In Shauna Singh Baldwin's novel, a young Sikh woman from a small village in northwestern India is forced to marry to a wealthy, older man.

Shauna Singh Baldwin

In a small village in northwestern India in 1937, a 16-year-old Sikh girl named Roop is forced to become the second wife of a man in his forties, who is desperate for a son. He loves his first wife deeply, but she has not borne him any children. As the two women struggle to deal with their situation, political and social upheaval erupts around them. Shauna Singh Baldwin's debut novel is immaculately researched, bringing to life a troubled time in Indian history from a rarely seen perspective.

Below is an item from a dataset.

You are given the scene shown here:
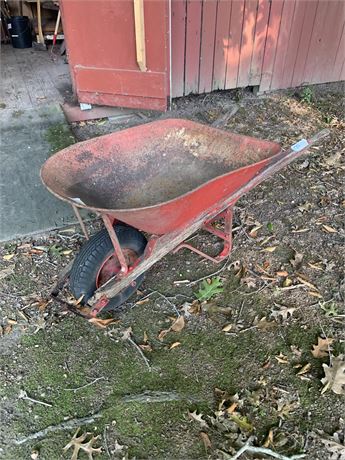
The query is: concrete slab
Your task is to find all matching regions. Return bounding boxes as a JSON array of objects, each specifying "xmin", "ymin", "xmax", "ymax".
[{"xmin": 0, "ymin": 104, "xmax": 85, "ymax": 241}]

In 2000, What the Body Remembers won the Commonwealth Writers' Prize for Best Book in the Caribbean and Canada.

From the book

Satya's heart is black and dense as a stone within her. She tells herself she pities Roop, but hears laughter answering her how difficult it is to deceive yourself when you have known yourself a full forty-two years.

She has a servant summon Roop to her sitting room in the afternoon, when Sardarji has gone to a canal engineers' meeting. When she comes before her, Satya does not speak, but rises from the divan and takes Roop's chunni from her shoulders, as if in welcome, so she can study the girl. She takes Roop's chin and raises her face to the afternoon sun, willing it to blind her, but it will do her no such service. She studies Roop's features, her Pothwari skin, smooth as a new apricot beckoning from the limb of a tall tree, her wide, heavily lashed brown eyes. Unlike Satya's grey ones, they are demurely lowered, innocent.


From What the Body Remembers by Shauna Singh Baldwin 2000. Published by Vintage Canada.